1. Take the derivative of the volume function with respect to x:
dV/dx = 12x^2 - 120x + 200
2. Set the derivative equal to zero and solve for x to find the critical points:
12x^2 - 120x + 200 = 0
This is a quadratic equation which can be solved using the quadratic formula:
x = (-(-120) ± sqrt((-120)^2 - 4(12)(200))) / (2(12))

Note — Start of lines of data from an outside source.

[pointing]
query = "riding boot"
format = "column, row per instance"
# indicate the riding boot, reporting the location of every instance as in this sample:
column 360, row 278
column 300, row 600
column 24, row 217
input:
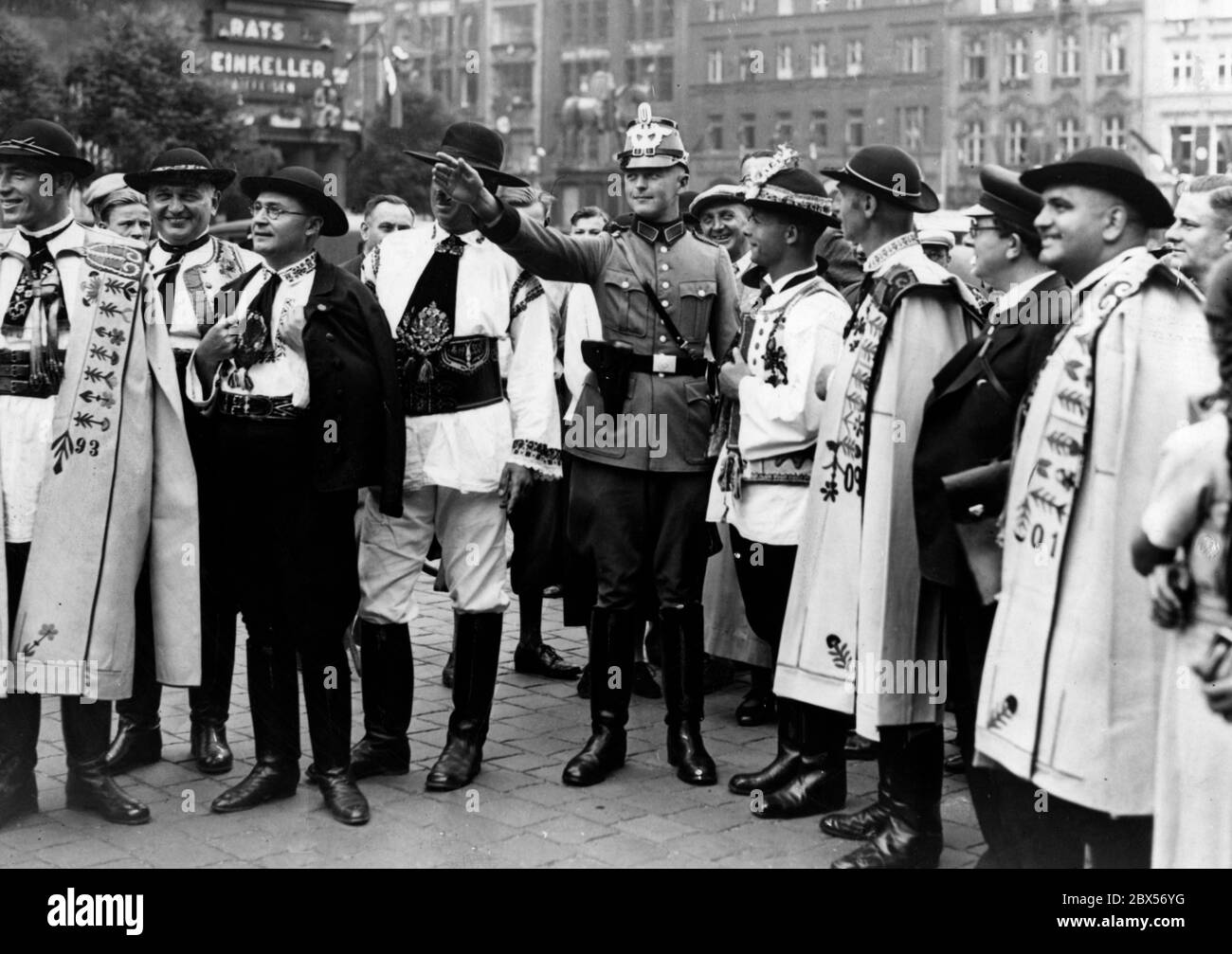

x = (120 ± sqrt(14400 - 9600)) / 24
x = (120 ± sqrt(4800)) / 24
x = (120 ± 2sqrt(1200)) / 24
x = (5 ± sqrt(300)) / 2
3. Simplify the expression for the critical points:
x1 = (5 + sqrt(300)) / 2
x2 = (5 - sqrt(300)) / 2
The critical points are x1 and x2.
4. Evaluate the second derivative of the volume function:
d²V/dx² = 24x - 120
5. Substitute the values of x1 and x2 into the second derivative:
d²V/dx² @ x1 = 24(5 + sqrt(300)) / 2 - 120 = 12sqrt(300) - 72
d²V/dx² @ x2 = 24(5 - sqrt(300)) / 2 - 120 = -12sqrt(300) - 72
6. Determine the nature of the critical points:
The nature of the critical points is determined by the sign of the second derivative. Positive second derivative indicates a minimum value, and negative second derivative indicates a maximum value.
Since x cannot be zero and sqrt(300) is positive, we have:
d²V/dx² @ x1 > 0, and d²V/dx² @ x2 < 0
Therefore, x1 corresponds to a minimum value, and x2 corresponds to a maximum value.
The value of x that maximizes the volume is x2:
x = (5 - sqrt(300)) / 2 ≈ 0.41 cm
Thus, cutting squares with a side length of approximately 0.41 cm from each corner will yield a box with maximum volume.